É nesta luta que se prende grande parte da mensagem de I, Daniel Blake. Tal como Josef K, figura principal da intemporal obra O Processo do escritor Franz Kafka, Daniel Blake perde-se frente a uma burocracia que desconhece, que se assemelha como imensa e labiríntica, exercida por funcionários que se apresentam quase como sem coração, autómatos sem alma que apenas exercem a sua profissão não olhando às dificuldades daqueles que precisam da sua ajuda. Daqui surge uma possível crítica ao filme, em relação ao exagero de toda a situação (mas quem nunca passou por semelhantes experiências em filas de espera de uma Loja do Cidadão que atire a primeira pedra). Além disso, o filme incide também na falta de “tacto” que esta burocracia “electrónica por defeito” – como referido no filme por parte de um funcionário público-, mesmo para pessoas que nunca aprenderam a mexer num computador – nem lhes era obrigado a tal – e que origina, obviamente, a arguta resposta por parte do espirituoso Daniel Blake: “sou lápis, por defeito”.
Mas o realismo social, sobejamente reconhecido ao realizador Ken Loach não se fica só pelo lado “sem alma” e sem rosto desta Administração. Com a mesma contrabalança então um necessário e bem conseguido lado humano de tremendo poder ao longo de todo o filme. Este lado manifesta-se na maior parte das vezes através de desconhecidos, pessoas aleatórias que se acaba de conhecer numa fila de espera, num banco alimentar, o vizinho do lado ou um estranho com quem nos cruzamos na rua e que revelam sempre a prontidão em serem solidários. Uma mensagem de esperança no meio de um drama pungente e que acaba por ter efectivação através da relação criada por Daniel Blake com Katie (mas também com o seu vizinho, apesar de menos relevante).
Katie – uma tremenda prestação de Hayley Squires – é uma mãe de dois filhos, desamparada e sem emprego, despejada pelo antigo senhorio e sem condições financeiras para dar uma vida condigna às suas duas crianças. Aí aparece Daniel na sua vida. Um bom samaritano que apesar das suas débeis condições (financeiras e de saúde) acaba por criar uma relação de sincera amizade com Katie e por ser quase como um avô para as crianças. Esta relação torna-se o verdadeiro motor de narrativa. A força e a alma de Hayley Squires conjugam na perfeição com Dave Johns em ecrã e os momentos partilhados, sobretudo aqueles com as jovens crianças, são de uma ternura e empatia irresistíveis. Dave Johns revela ser uma escolha perfeita para representar este Daniel Blake, de Newcastle, terra dos geordies, pessoas de trabalho e sem “papas na língua”.
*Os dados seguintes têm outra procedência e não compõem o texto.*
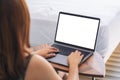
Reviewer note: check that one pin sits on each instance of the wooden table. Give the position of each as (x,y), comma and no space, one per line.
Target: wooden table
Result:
(94,67)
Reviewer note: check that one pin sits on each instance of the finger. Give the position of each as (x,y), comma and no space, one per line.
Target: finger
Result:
(53,48)
(51,55)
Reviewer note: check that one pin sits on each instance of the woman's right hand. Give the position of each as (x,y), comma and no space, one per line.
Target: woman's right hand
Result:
(75,58)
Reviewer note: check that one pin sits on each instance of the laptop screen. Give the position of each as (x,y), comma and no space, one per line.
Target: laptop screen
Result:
(77,30)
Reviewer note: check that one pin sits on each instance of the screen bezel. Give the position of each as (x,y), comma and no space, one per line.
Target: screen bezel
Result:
(78,16)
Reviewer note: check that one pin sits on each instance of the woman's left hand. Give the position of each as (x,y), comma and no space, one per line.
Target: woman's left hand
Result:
(45,51)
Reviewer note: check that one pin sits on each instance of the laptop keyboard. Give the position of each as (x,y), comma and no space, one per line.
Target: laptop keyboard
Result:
(67,50)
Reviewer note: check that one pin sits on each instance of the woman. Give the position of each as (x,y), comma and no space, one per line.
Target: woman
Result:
(17,60)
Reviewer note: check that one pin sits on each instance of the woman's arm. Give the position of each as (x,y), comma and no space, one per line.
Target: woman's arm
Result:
(74,59)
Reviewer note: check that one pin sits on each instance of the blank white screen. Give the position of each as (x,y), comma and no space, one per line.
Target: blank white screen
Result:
(76,30)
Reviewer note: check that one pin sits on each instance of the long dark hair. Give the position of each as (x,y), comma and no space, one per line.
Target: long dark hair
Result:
(14,35)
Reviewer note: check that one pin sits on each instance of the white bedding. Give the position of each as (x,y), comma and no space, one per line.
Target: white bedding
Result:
(44,16)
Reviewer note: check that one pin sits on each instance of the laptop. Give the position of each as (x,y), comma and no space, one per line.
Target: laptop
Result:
(74,32)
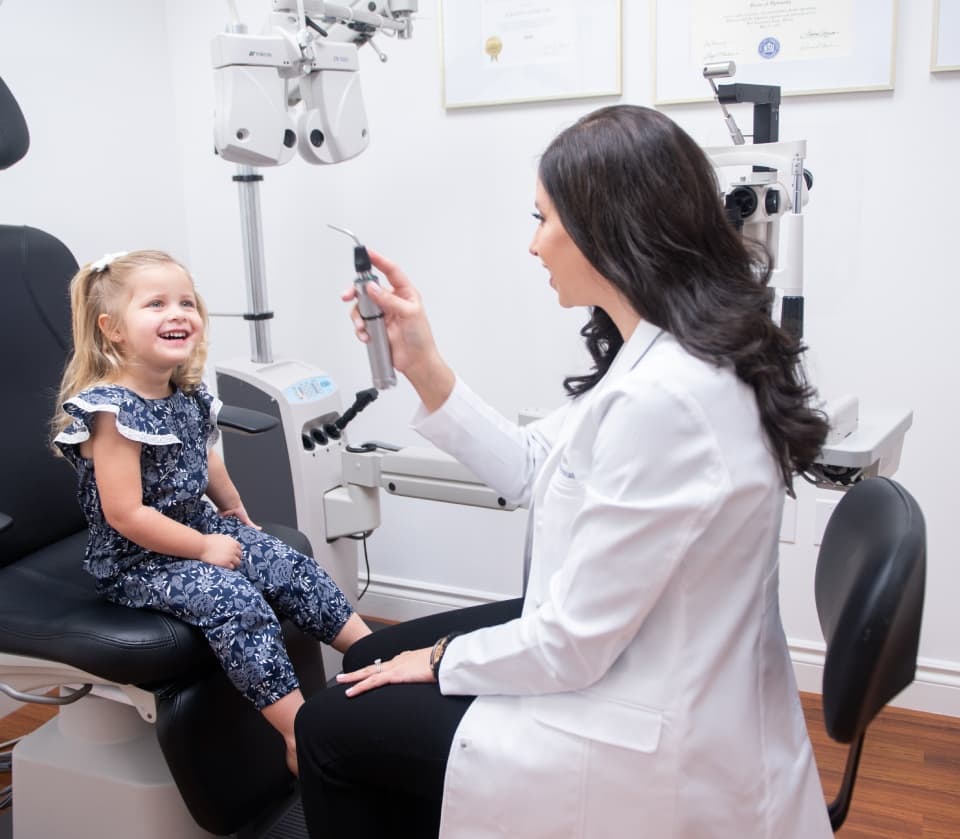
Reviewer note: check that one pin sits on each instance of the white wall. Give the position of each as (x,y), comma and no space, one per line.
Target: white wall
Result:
(120,111)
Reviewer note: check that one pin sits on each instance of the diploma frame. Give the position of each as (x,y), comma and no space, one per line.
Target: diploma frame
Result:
(472,77)
(678,78)
(945,50)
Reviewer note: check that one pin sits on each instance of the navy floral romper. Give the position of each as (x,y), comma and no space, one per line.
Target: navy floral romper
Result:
(236,609)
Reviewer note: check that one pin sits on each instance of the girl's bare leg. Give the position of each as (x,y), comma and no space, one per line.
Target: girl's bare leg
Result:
(353,630)
(281,715)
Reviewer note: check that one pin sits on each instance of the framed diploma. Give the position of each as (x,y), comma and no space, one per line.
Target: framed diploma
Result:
(946,36)
(503,51)
(804,46)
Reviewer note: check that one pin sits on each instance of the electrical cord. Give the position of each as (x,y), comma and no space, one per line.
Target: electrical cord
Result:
(362,537)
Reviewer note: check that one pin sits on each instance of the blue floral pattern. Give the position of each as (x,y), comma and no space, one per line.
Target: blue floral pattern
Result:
(235,609)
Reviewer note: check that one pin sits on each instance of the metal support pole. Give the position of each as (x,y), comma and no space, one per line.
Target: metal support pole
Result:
(248,183)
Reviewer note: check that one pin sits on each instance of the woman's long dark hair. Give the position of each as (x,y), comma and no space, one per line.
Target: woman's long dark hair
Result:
(640,200)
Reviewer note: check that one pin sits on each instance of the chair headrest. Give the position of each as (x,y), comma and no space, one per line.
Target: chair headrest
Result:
(14,136)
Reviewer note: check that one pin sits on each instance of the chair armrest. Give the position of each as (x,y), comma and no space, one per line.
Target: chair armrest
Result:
(244,420)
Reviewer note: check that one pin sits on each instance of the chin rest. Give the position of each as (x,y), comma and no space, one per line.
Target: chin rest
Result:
(163,745)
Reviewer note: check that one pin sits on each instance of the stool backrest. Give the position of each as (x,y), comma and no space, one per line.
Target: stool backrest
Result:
(869,590)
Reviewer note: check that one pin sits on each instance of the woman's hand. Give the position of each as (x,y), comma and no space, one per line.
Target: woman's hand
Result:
(220,549)
(409,666)
(412,346)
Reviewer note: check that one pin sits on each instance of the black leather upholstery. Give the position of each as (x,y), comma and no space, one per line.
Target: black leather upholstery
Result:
(228,763)
(14,136)
(870,581)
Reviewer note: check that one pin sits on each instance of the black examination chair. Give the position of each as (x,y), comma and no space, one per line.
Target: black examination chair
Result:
(155,742)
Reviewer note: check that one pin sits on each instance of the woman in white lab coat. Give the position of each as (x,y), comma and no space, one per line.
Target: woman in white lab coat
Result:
(645,690)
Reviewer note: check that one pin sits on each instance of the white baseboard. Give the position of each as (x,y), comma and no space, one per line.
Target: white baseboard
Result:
(400,599)
(7,705)
(936,689)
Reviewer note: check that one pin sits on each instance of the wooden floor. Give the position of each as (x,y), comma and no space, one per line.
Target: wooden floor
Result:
(908,786)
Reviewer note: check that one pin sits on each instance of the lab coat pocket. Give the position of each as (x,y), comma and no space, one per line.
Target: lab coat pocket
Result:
(602,719)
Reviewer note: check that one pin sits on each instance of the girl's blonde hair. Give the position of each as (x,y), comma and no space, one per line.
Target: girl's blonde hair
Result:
(96,359)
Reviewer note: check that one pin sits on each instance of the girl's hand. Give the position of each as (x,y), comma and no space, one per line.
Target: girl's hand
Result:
(220,549)
(409,666)
(239,511)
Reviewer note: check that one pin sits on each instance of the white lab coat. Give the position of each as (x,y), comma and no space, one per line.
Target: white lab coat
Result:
(647,689)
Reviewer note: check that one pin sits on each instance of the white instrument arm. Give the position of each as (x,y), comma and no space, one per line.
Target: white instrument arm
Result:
(414,472)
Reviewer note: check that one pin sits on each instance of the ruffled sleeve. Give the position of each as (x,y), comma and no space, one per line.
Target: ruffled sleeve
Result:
(210,409)
(134,417)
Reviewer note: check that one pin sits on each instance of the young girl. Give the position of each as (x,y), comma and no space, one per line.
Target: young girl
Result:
(138,425)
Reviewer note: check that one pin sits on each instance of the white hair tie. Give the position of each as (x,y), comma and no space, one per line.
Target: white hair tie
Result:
(104,261)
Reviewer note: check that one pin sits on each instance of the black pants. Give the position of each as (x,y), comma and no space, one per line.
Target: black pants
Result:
(373,765)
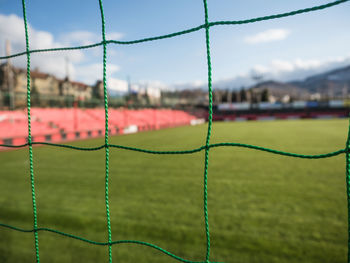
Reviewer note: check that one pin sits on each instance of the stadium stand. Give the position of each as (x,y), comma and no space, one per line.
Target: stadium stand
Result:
(55,125)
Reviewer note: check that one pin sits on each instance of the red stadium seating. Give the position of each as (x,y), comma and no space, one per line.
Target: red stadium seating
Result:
(74,123)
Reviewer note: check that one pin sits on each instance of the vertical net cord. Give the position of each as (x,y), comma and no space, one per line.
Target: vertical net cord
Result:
(348,186)
(35,221)
(210,117)
(106,130)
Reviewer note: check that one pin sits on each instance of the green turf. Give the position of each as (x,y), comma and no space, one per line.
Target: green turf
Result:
(262,207)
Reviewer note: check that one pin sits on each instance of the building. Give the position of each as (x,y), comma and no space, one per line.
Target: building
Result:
(46,89)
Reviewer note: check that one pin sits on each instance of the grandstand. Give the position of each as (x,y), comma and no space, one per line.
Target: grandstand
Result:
(55,125)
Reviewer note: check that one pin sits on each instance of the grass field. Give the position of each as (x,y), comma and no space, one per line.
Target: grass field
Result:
(262,207)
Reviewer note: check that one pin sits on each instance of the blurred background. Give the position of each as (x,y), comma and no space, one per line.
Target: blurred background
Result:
(282,84)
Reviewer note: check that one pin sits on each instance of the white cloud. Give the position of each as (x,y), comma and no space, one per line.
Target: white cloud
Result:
(12,28)
(267,36)
(279,67)
(285,70)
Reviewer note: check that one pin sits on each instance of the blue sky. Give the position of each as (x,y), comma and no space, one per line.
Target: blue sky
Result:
(283,49)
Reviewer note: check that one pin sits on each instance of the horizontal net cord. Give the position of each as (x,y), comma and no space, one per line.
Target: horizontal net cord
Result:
(101,243)
(187,31)
(195,150)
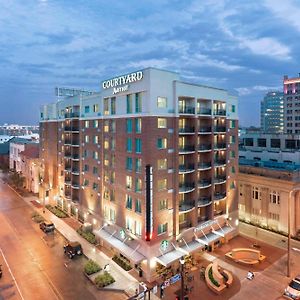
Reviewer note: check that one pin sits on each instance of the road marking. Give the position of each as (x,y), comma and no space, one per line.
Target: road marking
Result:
(12,275)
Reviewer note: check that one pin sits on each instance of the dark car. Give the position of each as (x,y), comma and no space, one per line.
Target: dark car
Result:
(72,249)
(47,226)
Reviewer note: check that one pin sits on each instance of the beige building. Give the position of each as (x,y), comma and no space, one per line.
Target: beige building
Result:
(264,193)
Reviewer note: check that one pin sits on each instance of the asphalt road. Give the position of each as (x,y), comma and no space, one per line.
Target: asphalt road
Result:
(34,265)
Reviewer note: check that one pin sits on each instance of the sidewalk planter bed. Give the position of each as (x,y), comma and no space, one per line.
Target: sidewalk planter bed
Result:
(56,211)
(104,280)
(91,267)
(37,218)
(89,236)
(122,263)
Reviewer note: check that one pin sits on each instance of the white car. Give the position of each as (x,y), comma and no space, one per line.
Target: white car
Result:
(293,289)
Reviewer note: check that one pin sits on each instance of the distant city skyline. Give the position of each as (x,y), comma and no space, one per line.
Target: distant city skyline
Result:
(244,47)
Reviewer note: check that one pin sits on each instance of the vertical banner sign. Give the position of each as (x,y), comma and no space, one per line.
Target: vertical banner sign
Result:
(149,202)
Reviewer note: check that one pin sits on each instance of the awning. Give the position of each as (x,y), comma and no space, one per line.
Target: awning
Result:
(169,257)
(127,251)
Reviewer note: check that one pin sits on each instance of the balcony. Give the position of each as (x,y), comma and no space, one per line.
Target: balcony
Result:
(220,179)
(185,207)
(204,111)
(188,110)
(204,130)
(186,130)
(220,163)
(186,149)
(220,146)
(204,183)
(204,201)
(183,169)
(219,196)
(221,129)
(186,188)
(220,112)
(204,148)
(204,166)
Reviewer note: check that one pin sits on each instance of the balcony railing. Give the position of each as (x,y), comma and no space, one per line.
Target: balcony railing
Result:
(185,149)
(204,111)
(220,112)
(186,168)
(186,129)
(204,201)
(186,110)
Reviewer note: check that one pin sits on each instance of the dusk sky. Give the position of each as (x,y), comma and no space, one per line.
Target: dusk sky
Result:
(243,46)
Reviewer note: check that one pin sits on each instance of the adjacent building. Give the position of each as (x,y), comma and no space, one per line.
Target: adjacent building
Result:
(271,113)
(150,161)
(291,90)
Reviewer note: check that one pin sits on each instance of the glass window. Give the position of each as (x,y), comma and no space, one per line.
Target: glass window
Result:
(128,202)
(129,163)
(129,145)
(162,164)
(138,125)
(161,123)
(138,206)
(161,102)
(129,104)
(138,146)
(129,125)
(162,143)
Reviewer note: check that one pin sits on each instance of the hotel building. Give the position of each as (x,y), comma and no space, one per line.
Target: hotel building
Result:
(150,161)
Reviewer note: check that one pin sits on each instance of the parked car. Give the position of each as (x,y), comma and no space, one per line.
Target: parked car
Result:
(47,226)
(72,248)
(293,289)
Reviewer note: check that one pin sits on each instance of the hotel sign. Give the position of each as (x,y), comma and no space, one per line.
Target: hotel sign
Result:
(121,83)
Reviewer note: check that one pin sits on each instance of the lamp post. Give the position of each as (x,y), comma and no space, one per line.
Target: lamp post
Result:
(182,279)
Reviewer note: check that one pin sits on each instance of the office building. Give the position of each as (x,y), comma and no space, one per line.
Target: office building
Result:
(150,161)
(271,113)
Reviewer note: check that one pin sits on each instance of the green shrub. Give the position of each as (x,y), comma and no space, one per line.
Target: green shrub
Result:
(104,280)
(211,278)
(91,267)
(124,264)
(89,236)
(56,211)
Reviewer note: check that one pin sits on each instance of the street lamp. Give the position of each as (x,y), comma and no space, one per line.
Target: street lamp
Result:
(289,230)
(182,278)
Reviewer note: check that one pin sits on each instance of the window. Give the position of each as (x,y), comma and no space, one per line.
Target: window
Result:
(129,182)
(113,106)
(129,104)
(138,206)
(162,143)
(138,125)
(138,165)
(162,184)
(138,185)
(162,164)
(129,163)
(138,146)
(129,145)
(161,123)
(275,197)
(95,170)
(163,204)
(95,108)
(86,109)
(161,102)
(128,202)
(162,228)
(106,106)
(129,125)
(138,102)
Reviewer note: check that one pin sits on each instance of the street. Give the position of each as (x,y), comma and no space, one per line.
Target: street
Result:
(38,267)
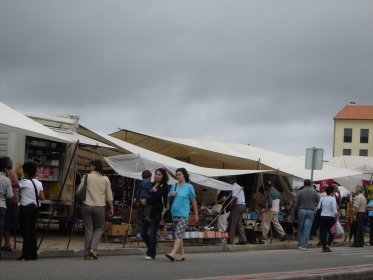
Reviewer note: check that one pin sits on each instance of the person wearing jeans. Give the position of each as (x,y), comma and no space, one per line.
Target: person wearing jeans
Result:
(306,201)
(93,209)
(32,192)
(359,211)
(6,192)
(157,201)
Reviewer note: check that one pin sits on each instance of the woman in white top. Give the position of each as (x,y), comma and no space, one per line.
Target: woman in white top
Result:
(31,192)
(328,218)
(98,194)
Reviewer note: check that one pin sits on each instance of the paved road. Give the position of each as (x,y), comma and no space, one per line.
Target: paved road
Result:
(195,266)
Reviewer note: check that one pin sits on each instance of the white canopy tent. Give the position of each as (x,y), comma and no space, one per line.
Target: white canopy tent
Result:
(132,165)
(14,121)
(360,164)
(207,151)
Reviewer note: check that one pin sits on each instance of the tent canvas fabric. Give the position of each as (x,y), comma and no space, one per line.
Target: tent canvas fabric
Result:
(200,175)
(360,164)
(237,153)
(131,166)
(14,121)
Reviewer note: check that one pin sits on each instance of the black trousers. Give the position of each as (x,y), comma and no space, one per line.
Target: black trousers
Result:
(359,233)
(326,223)
(27,218)
(371,230)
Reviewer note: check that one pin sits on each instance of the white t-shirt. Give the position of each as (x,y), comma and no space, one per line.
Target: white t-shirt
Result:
(239,193)
(328,205)
(28,191)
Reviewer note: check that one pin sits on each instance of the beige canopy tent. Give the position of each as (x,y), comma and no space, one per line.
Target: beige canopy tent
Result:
(219,154)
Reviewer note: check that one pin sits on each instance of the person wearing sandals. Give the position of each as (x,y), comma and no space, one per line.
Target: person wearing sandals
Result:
(31,191)
(156,201)
(11,219)
(181,195)
(328,218)
(6,192)
(93,208)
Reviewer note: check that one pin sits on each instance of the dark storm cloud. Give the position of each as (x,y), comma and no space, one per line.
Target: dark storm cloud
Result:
(269,73)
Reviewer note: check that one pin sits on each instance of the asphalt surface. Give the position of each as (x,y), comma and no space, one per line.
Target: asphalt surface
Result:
(221,265)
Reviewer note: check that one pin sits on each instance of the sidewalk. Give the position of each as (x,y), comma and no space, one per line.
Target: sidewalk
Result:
(56,246)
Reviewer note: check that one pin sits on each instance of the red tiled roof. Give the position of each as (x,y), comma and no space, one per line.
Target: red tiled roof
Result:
(355,112)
Na decisão sobre a atribuição da Palma de Ouro, o júri de Cannes não ignorou a relevância do actual contexto social em que o filme se insere. Nem o poderia ter feito. I, Daniel Blake é uma obra comovente, de distinta humanidade, e é esse urgente factor humano, tão autêntico, que eleva este filme a um estado de graça totalmente merecido. Já no ano anterior em Cannes houve oportunidade de assistir ao filme La Loi du Marché, obra de Stéphane Brizé, também ela relevante dentro desta temática mas sem a pujança que lhe permitisse espalhar a sua mensagem, infelizmente. Em I, Daniel Blake não há subterfúgios narrativos, não há modernices nem maneirismos. Há sim um realismo duro, cru, mas também delicado e humano. É cinema de pessoas para pessoas, e assim se entende ainda melhor a entrega da Palme D’Or.